Bassi Kalan is a village in Hoshiarpur, Punjab, India. Its population is about 10,000 people, Mainly Hindus and (Saini & Harijans). Bassi Kalan is a village in Hoshiarpur-ii Tehsil in Hoshiarpur District of Punjab State, India. It is located 14 km towards South from District headquarters Hoshiarpur. 4 km from Hoshiarpur-Ii. 127 km from State capital Chandigarh.

Saido Patti (1 km), Mehina (1 km), Parsowal (2 km), Chabewal (2 km), Rajni Devi (2 km) are the nearby Villages to Bassi Kalan. Bassi Kalan to (2 km) far is a big ancient Temple of Mahadev Temple.

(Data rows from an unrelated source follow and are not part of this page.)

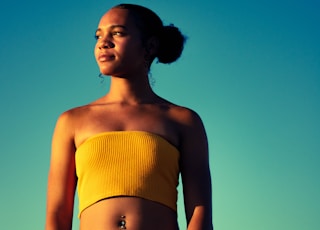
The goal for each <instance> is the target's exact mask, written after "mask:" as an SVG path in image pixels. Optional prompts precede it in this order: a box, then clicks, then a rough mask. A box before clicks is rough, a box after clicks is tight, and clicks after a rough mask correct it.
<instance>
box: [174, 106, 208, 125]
mask: <svg viewBox="0 0 320 230" xmlns="http://www.w3.org/2000/svg"><path fill="white" fill-rule="evenodd" d="M171 116H172V118H173V119H175V120H176V121H177V122H178V123H179V124H180V125H181V126H182V128H183V129H194V128H203V123H202V120H201V117H200V116H199V114H198V113H197V112H196V111H194V110H192V109H190V108H187V107H183V106H179V105H172V107H171Z"/></svg>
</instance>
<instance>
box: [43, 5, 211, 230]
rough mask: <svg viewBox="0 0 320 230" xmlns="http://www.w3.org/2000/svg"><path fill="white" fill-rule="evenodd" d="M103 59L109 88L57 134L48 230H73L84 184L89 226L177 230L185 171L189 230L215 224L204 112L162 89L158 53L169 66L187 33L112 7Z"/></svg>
mask: <svg viewBox="0 0 320 230" xmlns="http://www.w3.org/2000/svg"><path fill="white" fill-rule="evenodd" d="M96 39H97V43H96V46H95V57H96V61H97V64H98V66H99V68H100V71H101V73H102V74H103V75H109V76H110V77H111V85H110V90H109V92H108V93H107V94H106V95H105V96H103V97H102V98H100V99H98V100H96V101H94V102H92V103H90V104H88V105H85V106H82V107H78V108H74V109H71V110H69V111H67V112H64V113H63V114H62V115H61V116H60V117H59V119H58V121H57V124H56V128H55V131H54V135H53V140H52V153H51V162H50V170H49V178H48V195H47V214H46V230H65V229H66V230H67V229H68V230H70V229H71V228H72V216H73V206H74V194H75V189H76V187H77V186H78V194H79V218H80V229H82V230H109V229H128V230H136V229H139V230H144V229H148V230H149V229H153V230H157V229H159V230H160V229H161V230H164V229H165V230H171V229H172V230H176V229H179V228H178V224H177V212H176V201H177V190H176V186H177V184H178V175H179V173H181V176H182V183H183V191H184V202H185V212H186V219H187V223H188V229H202V230H203V229H212V228H213V227H212V218H211V178H210V171H209V163H208V147H207V138H206V134H205V130H204V127H203V124H202V122H201V119H200V118H199V116H198V115H197V114H196V113H195V112H193V111H192V110H189V109H187V108H184V107H181V106H177V105H175V104H173V103H171V102H169V101H167V100H165V99H163V98H161V97H159V96H158V95H156V94H155V93H154V92H153V91H152V89H151V87H150V85H149V82H148V73H149V69H150V65H151V64H152V62H153V60H154V59H155V58H157V59H158V61H159V62H160V63H171V62H174V61H175V60H176V59H178V58H179V56H180V55H181V52H182V49H183V45H184V40H185V39H184V36H183V35H182V34H181V33H180V31H179V30H178V29H177V28H176V27H174V26H172V25H171V26H163V25H162V21H161V20H160V18H159V17H158V16H157V15H156V14H155V13H154V12H152V11H151V10H149V9H147V8H144V7H141V6H138V5H132V4H121V5H118V6H115V7H113V8H112V9H110V10H109V11H108V12H107V13H106V14H105V15H104V16H103V17H102V18H101V20H100V23H99V26H98V29H97V31H96Z"/></svg>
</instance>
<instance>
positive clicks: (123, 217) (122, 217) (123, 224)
mask: <svg viewBox="0 0 320 230" xmlns="http://www.w3.org/2000/svg"><path fill="white" fill-rule="evenodd" d="M125 218H126V216H121V219H122V220H120V221H119V228H120V229H127V228H126V221H125V220H124V219H125Z"/></svg>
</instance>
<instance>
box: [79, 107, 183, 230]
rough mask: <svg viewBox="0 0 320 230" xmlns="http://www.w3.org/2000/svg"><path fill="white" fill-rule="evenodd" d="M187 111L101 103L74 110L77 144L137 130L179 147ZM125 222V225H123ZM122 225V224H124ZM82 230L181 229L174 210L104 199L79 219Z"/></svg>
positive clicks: (133, 203) (171, 209) (141, 199)
mask: <svg viewBox="0 0 320 230" xmlns="http://www.w3.org/2000/svg"><path fill="white" fill-rule="evenodd" d="M184 110H185V109H183V108H180V107H178V106H174V105H172V104H169V103H164V104H156V105H155V104H144V105H127V104H117V103H114V104H99V103H94V104H91V105H88V106H84V107H80V108H77V109H75V110H74V111H73V112H74V113H75V116H74V117H76V119H75V121H74V129H75V134H74V135H75V136H74V140H75V145H76V147H79V146H80V145H81V144H82V143H83V142H84V141H85V140H86V139H88V138H89V137H91V136H93V135H96V134H99V133H103V132H108V131H127V130H138V131H146V132H150V133H155V134H157V135H160V136H162V137H163V138H165V139H166V140H168V141H169V142H170V143H171V144H172V145H174V146H176V147H177V148H178V147H179V142H180V123H179V116H180V114H181V112H182V111H184ZM121 221H122V222H121ZM121 223H122V225H121ZM80 226H81V230H93V229H94V230H107V229H108V230H109V229H128V230H134V229H139V230H143V229H148V230H149V229H153V230H157V229H159V230H160V229H167V230H170V229H173V230H176V229H178V226H177V214H176V212H175V211H173V210H172V209H170V208H168V207H166V206H164V205H162V204H159V203H156V202H154V201H150V200H146V199H143V198H138V197H116V198H106V199H103V200H101V201H99V202H97V203H95V204H93V205H91V206H89V207H88V208H86V209H85V210H84V211H83V212H82V213H81V217H80Z"/></svg>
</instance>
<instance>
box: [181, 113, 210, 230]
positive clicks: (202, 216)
mask: <svg viewBox="0 0 320 230" xmlns="http://www.w3.org/2000/svg"><path fill="white" fill-rule="evenodd" d="M184 120H185V122H184V128H183V134H182V136H183V140H182V143H181V156H182V157H181V177H182V185H183V194H184V203H185V211H186V218H187V223H188V230H212V229H213V224H212V194H211V176H210V169H209V156H208V142H207V136H206V133H205V129H204V127H203V124H202V121H201V119H200V117H199V116H198V115H197V114H196V113H195V112H189V114H188V115H187V116H186V117H185V119H184Z"/></svg>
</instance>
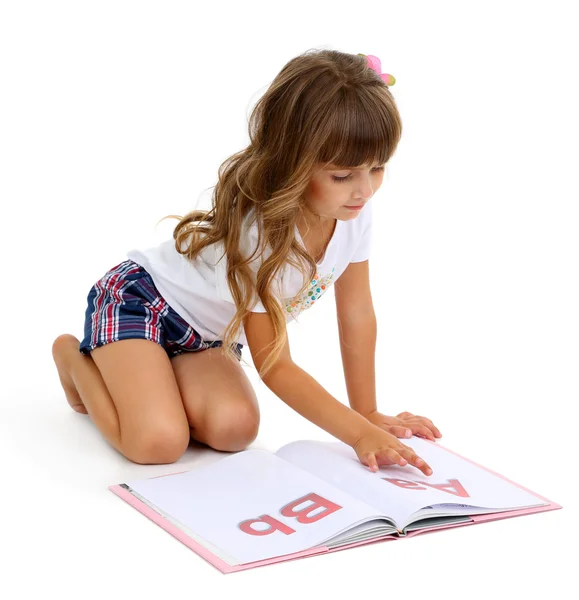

Bassi Kalan is surrounded by Mahilpur Tehsil towards South, Hoshiarpur-I Tehsil towards west, Haroli Tehsil towards East, Garhshankar Tehsil towards South.
Hoshiarpur, Phagwara, Nangal, Nawanshahr are the nearby Cities to Bassi Kalan. There is a dispensary clinic. The Delhi-Chandigarh road also passes through it. There is also a telephone exchange and post office. There is a temple of Mata Dineshwari inside the village where Jagran is held every year on 28 May. There is another ancient temple which is known as Bodi. Bassi Kalan Pin code is 146102.

This Place is in the border of the Hoshiarpur District and Una District. Una District Gagret is North towards this place . It is near to the Himachal Pradesh State Border.

Schools 

•	Government Senior Secondary School

•	Primary School.

•	Lala Lajpat Rai Siksha Kender School.